In the domain of advanced driver assistance systems and autonomous vehicles, precise perception and interpretation of the vehicle's environment are not merely requirements they are the very foundation upon which every aspect of functionality and safety is constructed. One prevalent method of representing the environment is through the use of an occupancy grid map. This map segments the environment into distinct grid cells, each of which is evaluated to determine if it is occupied or free. This evaluation operates under the assumption that each grid cell is independent of the others. The underlying mathematical structure of this system is the binary Bayes filter (BBF). The BBF integrates sensor data from various sources and can incorporate measurements taken at different times. The occupancy grid map does not rely on the identification of individual objects, which allows it to depict obstacles of any shape. This flexibility is a key advantage of this approach. Traditional occupancy grid maps fall short when it comes to predicting dynamic environments due to their lack of a process model. A notable enhancement to this static model is the Bayesian Occupancy Filter (BOF), which, unlike its predecessor, estimates a velocity distribution for each grid cell's occupancy using a histogram filter. However, the BOF's computational demands are high. To address this, research propose representing the dynamic state of grid cells using particles. This method enables the computation of dynamic grid maps in real-time applications, even with larger grid cell sizes and higher resolution. Despite these advancements, dynamic occupancy grid maps remain a relatively new field of study, especially when compared to more established object-tracking approaches. Until now, the BOF has been treated as a distinct research area with minimal overlap with other tracking methodologies. This methodology aims to bridge that gap and foster a more integrated approach to dynamic environment estimation.
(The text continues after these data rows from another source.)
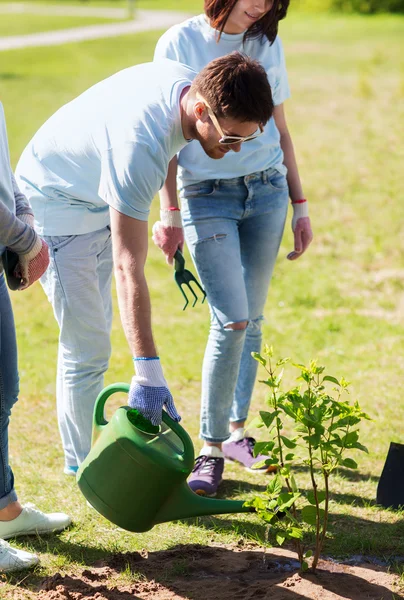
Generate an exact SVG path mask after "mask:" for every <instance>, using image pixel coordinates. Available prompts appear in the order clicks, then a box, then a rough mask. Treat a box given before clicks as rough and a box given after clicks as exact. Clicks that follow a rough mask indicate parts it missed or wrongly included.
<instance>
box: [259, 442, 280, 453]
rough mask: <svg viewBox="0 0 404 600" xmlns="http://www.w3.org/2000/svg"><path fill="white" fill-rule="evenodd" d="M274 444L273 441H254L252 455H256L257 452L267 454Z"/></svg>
mask: <svg viewBox="0 0 404 600" xmlns="http://www.w3.org/2000/svg"><path fill="white" fill-rule="evenodd" d="M274 446H275V442H255V445H254V456H258V454H264V455H265V456H268V454H270V452H271V450H272V449H273V447H274Z"/></svg>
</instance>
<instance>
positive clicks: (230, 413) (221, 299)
mask: <svg viewBox="0 0 404 600" xmlns="http://www.w3.org/2000/svg"><path fill="white" fill-rule="evenodd" d="M181 196H182V198H183V200H182V218H183V223H184V230H185V237H186V240H187V244H188V247H189V250H190V252H191V255H192V259H193V261H194V264H195V267H196V269H197V271H198V275H199V277H200V280H201V283H202V285H203V287H204V289H205V291H206V293H207V299H208V302H209V308H210V315H211V324H210V332H209V338H208V343H207V346H206V351H205V357H204V361H203V369H202V406H201V430H200V436H201V438H202V439H204V440H206V441H208V442H215V443H219V442H222V441H224V440H226V439H227V438H228V437H229V421H232V422H236V423H237V422H243V421H245V419H246V418H247V415H248V410H249V406H250V402H251V396H252V391H253V387H254V382H255V377H256V373H257V361H255V360H254V359H253V358H252V357H251V352H259V350H260V348H261V341H262V333H261V325H262V321H263V318H264V317H263V314H262V312H263V308H264V304H265V300H266V297H267V294H268V288H269V283H270V280H271V276H272V271H273V268H274V264H275V260H276V257H277V255H278V252H279V246H280V243H281V239H282V235H283V230H284V226H285V219H286V214H287V209H288V197H289V192H288V186H287V182H286V177H285V176H284V175H282V174H280V173H279V172H278V171H276V170H274V169H268V170H267V171H263V172H262V173H252V174H251V175H246V176H245V177H236V178H234V179H221V180H210V181H204V182H201V183H197V184H194V185H189V186H187V187H185V188H184V190H183V191H182V193H181ZM246 321H247V322H248V325H247V327H246V329H241V330H234V329H231V328H230V327H229V325H231V324H235V323H242V322H246Z"/></svg>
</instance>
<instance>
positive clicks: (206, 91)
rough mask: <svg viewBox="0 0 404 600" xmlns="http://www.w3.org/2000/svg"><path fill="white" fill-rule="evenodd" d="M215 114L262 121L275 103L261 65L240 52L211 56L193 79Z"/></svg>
mask: <svg viewBox="0 0 404 600" xmlns="http://www.w3.org/2000/svg"><path fill="white" fill-rule="evenodd" d="M191 93H194V94H196V93H199V94H200V95H201V96H202V97H203V99H204V100H206V102H207V103H208V104H209V106H210V108H211V109H212V110H213V112H214V113H215V115H216V117H218V118H219V119H220V118H224V119H226V118H228V119H236V120H238V121H241V122H243V123H244V122H247V121H251V122H254V123H258V124H260V125H265V124H266V123H267V122H268V121H269V119H270V118H271V117H272V113H273V109H274V105H273V101H272V93H271V86H270V85H269V82H268V77H267V74H266V72H265V69H264V67H263V66H262V65H261V64H260V63H259V62H258V61H256V60H253V59H252V58H249V57H248V56H246V55H245V54H242V53H241V52H237V51H235V52H232V53H231V54H226V55H225V56H221V57H220V58H216V59H215V60H212V61H211V62H210V63H208V64H207V65H206V67H205V68H204V69H202V71H200V72H199V73H198V75H197V76H196V77H195V79H194V80H193V82H192V86H191Z"/></svg>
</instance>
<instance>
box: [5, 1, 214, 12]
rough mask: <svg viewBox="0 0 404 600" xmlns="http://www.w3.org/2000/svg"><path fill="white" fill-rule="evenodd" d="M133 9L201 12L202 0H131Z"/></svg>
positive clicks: (100, 5) (22, 2)
mask: <svg viewBox="0 0 404 600" xmlns="http://www.w3.org/2000/svg"><path fill="white" fill-rule="evenodd" d="M12 1H13V2H22V3H23V4H28V3H27V1H26V0H12ZM3 2H4V3H9V2H10V0H0V4H1V3H3ZM30 2H32V3H33V4H35V5H38V4H44V5H46V4H55V5H58V6H61V2H59V1H58V0H50V1H49V2H46V3H45V2H43V0H30ZM132 2H133V5H134V6H135V8H140V9H142V10H178V11H184V12H187V13H191V14H192V13H195V14H197V13H198V12H202V11H203V1H202V0H177V1H176V2H170V1H169V0H132ZM66 4H68V5H69V6H73V5H75V6H83V7H89V8H91V7H93V6H98V7H102V6H104V7H108V8H125V7H127V6H128V0H91V1H86V2H84V1H83V0H67V1H66Z"/></svg>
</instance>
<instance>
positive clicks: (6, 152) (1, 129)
mask: <svg viewBox="0 0 404 600" xmlns="http://www.w3.org/2000/svg"><path fill="white" fill-rule="evenodd" d="M0 202H1V203H2V204H5V205H6V206H7V208H8V210H11V212H13V213H15V199H14V191H13V184H12V179H11V165H10V155H9V152H8V141H7V129H6V118H5V116H4V109H3V105H2V103H1V102H0Z"/></svg>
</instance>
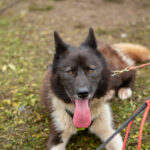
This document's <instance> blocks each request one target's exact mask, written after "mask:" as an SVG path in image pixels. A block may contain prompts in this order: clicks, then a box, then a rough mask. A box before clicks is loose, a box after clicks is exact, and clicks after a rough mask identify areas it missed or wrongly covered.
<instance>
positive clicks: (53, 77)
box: [41, 28, 150, 150]
mask: <svg viewBox="0 0 150 150" xmlns="http://www.w3.org/2000/svg"><path fill="white" fill-rule="evenodd" d="M54 39H55V49H56V53H55V56H54V60H53V64H52V67H51V68H48V70H47V72H46V74H45V77H44V79H43V86H42V88H41V99H42V101H43V102H44V105H45V107H46V108H47V109H48V111H49V112H50V116H51V121H50V136H49V140H48V143H47V149H48V150H65V149H66V148H65V146H66V144H67V142H68V140H69V138H70V137H71V136H72V135H73V134H75V133H77V128H88V130H89V132H91V133H94V134H95V135H96V136H98V137H99V138H100V139H101V140H102V141H105V140H106V139H107V138H108V137H109V136H110V135H112V134H113V133H114V131H115V130H114V129H113V128H112V119H111V111H110V108H109V104H108V101H109V100H110V99H112V98H113V97H114V96H115V94H117V95H118V97H119V98H120V99H127V98H129V97H130V96H131V95H132V86H133V84H134V80H135V71H130V72H125V73H123V74H121V75H119V76H114V77H112V76H111V70H119V69H123V68H125V67H127V66H132V65H134V64H135V62H137V61H140V62H142V61H145V60H148V59H150V52H149V51H148V50H147V49H146V48H145V47H143V46H140V45H134V44H128V43H125V44H124V43H120V44H114V45H112V46H108V45H104V44H100V46H99V48H98V47H97V42H96V39H95V35H94V32H93V29H91V28H90V30H89V34H88V36H87V38H86V39H85V41H84V42H83V43H82V44H81V45H80V46H79V47H74V46H71V45H68V44H66V43H65V42H63V40H62V39H61V38H60V37H59V35H58V33H57V32H54ZM122 144H123V142H122V138H121V136H120V135H119V134H118V135H117V136H116V137H115V138H114V139H113V140H112V141H111V142H109V144H108V145H107V146H106V149H107V150H121V149H122Z"/></svg>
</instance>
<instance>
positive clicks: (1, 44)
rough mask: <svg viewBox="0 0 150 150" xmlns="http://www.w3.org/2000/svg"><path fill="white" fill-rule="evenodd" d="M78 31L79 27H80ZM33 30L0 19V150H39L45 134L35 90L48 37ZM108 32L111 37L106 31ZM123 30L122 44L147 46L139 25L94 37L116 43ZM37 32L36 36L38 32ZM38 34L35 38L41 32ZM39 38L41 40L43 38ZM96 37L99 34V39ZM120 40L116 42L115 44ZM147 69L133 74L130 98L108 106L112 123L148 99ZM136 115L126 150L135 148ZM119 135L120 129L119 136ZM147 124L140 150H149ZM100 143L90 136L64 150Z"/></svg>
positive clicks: (114, 29) (136, 127) (34, 28)
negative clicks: (132, 44)
mask: <svg viewBox="0 0 150 150" xmlns="http://www.w3.org/2000/svg"><path fill="white" fill-rule="evenodd" d="M78 28H81V27H80V26H79V27H78ZM38 30H39V28H38V27H34V28H33V27H32V26H31V25H27V24H26V22H25V20H24V19H23V18H22V16H18V17H12V16H11V17H8V16H5V17H1V18H0V35H1V36H0V149H1V150H20V149H21V150H44V149H45V145H46V141H47V139H48V135H49V119H48V116H49V115H48V114H46V113H45V111H44V108H43V106H42V104H41V103H40V99H39V89H40V85H41V80H42V76H43V74H44V71H45V70H46V64H48V62H49V61H50V60H51V59H52V56H51V55H50V54H49V53H48V52H49V45H50V43H49V36H52V35H49V33H48V36H44V35H47V33H46V34H45V33H43V34H39V32H37V31H38ZM112 31H113V32H112ZM122 31H126V32H127V34H128V37H127V39H122V40H124V41H125V42H128V41H131V42H134V43H135V42H136V43H143V44H144V45H147V46H149V47H150V44H149V35H150V30H149V26H148V22H147V23H146V24H145V25H143V26H142V25H139V24H138V25H136V26H134V27H132V26H128V27H125V28H123V29H122V28H121V29H119V32H118V28H117V29H113V30H110V31H107V30H106V29H103V30H102V29H98V30H97V34H99V35H100V34H103V35H105V36H109V34H111V35H112V37H114V38H115V39H116V40H118V41H119V40H120V33H121V32H122ZM41 32H42V31H41ZM41 32H40V33H41ZM43 36H44V37H43ZM100 36H101V35H100ZM120 41H121V40H120ZM149 74H150V69H149V68H148V67H147V68H144V69H141V70H139V71H138V73H137V80H136V83H135V90H134V93H133V97H132V98H131V99H129V100H126V101H121V100H119V99H117V98H116V99H115V100H114V101H113V103H112V104H111V105H112V111H113V115H114V121H115V124H116V126H120V125H121V124H122V123H123V122H124V121H125V120H126V119H127V118H128V117H129V116H130V115H132V114H133V112H134V111H135V110H136V108H137V107H139V106H140V105H141V104H143V102H144V100H146V99H148V98H149V97H150V96H149V95H150V93H149V92H150V77H149ZM141 118H142V116H141V115H140V116H138V117H137V119H136V121H134V125H133V127H132V129H131V134H130V138H129V140H128V148H127V149H128V150H135V149H137V137H138V131H139V127H140V122H141ZM121 134H122V136H123V137H124V135H125V129H124V130H123V131H122V132H121ZM149 139H150V122H149V119H148V121H147V123H146V124H145V127H144V130H143V140H142V149H143V150H148V149H150V144H149ZM99 145H100V141H99V140H98V139H97V138H96V137H95V136H93V135H89V134H88V135H85V134H80V133H79V134H78V136H73V137H72V139H71V140H70V142H69V144H68V149H69V150H73V149H78V150H94V149H95V148H96V147H98V146H99Z"/></svg>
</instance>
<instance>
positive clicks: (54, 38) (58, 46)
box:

This study introduces a novel approach to dynamic grid mapping, conceptualized as an approximation of a Random Finite Set (RFS) filter. An RFS is a probabilistic representation of a finite, random collection of objects and their respective states. Finite Set Statistics (FISST) provide a framework for Bayesian filtering of these random finite sets and form the foundation for several multi-object tracking methodologies, such as the Probability Hypothesis Density (PHD) filter. By characterizing the grid as an RFS, we can apply sophisticated concepts from the well-established domain of RFS filtering to dynamic grid mapping. The research develops a filter known as the Probability Hypothesis Density/Multi-Instance Bernoulli (PHD/MIB) filter. This filter alternately represents and propagates the dynamic grid map as a PHD and as multiple instances of Bernoulli filters, thereby offering a more integrated and efficient approach to dynamic environment estimation.
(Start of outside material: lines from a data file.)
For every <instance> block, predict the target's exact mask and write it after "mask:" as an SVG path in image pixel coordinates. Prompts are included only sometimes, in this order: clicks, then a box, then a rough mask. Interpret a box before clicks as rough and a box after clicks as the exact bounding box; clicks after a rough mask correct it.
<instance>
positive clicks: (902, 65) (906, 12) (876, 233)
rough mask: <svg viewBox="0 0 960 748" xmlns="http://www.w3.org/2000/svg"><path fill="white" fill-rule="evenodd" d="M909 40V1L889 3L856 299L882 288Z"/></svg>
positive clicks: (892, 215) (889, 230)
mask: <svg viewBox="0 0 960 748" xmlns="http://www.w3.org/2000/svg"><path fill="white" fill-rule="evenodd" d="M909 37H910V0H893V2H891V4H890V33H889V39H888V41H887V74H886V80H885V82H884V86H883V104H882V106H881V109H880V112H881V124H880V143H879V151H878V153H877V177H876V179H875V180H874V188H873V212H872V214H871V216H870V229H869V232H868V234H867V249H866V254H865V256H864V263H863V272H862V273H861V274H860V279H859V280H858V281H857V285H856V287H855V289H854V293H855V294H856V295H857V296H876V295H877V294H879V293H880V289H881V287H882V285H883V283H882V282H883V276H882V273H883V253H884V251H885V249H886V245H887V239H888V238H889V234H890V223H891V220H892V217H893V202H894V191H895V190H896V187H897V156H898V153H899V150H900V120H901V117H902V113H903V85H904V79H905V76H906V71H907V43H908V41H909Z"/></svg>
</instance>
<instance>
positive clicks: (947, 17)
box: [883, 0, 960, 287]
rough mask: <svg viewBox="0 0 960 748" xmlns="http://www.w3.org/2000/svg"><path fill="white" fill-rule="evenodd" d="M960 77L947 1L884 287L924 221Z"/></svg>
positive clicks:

Furthermore, this research introduces a Sequential Monte Carlo (SMC) implementation of the PHD/MIB filter, as well as an approximation within the Dempster-Shafer framework, termed the Dempster-Shafer PHD/MIB (DS-PHD/MIB) filter. This DS-PHD/MIB filter necessitates fewer particles than the original PHD/MIB filter, thereby enhancing computational efficiency. The study provides a comprehensive description of an efficient, massively parallel implementation of the DS-PHD/MIB filter. The algorithm's pseudo code is also outlined, offering a clear and concise understanding of its workings. This approach further strengthens the integrated and efficient methodology for dynamic environment estimation.
In conclusion, the research delineates the attributes of the DS-PHD/MIB filter and debates its pros and cons in comparison to object-based tracking methodologies, using practical examples for illustration. A quantitative assessment using real-world data demonstrates that the DS-PHD/MIB filter yields consistent state estimation outcomes. It effectively models both the stochastic multi-object transition process and the stochastic multi-object observation process. Moreover, the evaluation affirms the real-time capability of the parallelized implementation of the DS-PHD/MIB filter. It validates its utility for state estimation in dynamic vehicle environments, thereby underscoring its potential for practical applications in dynamic environment estimation. This comprehensive approach offers a promising avenue for future research and development in this field.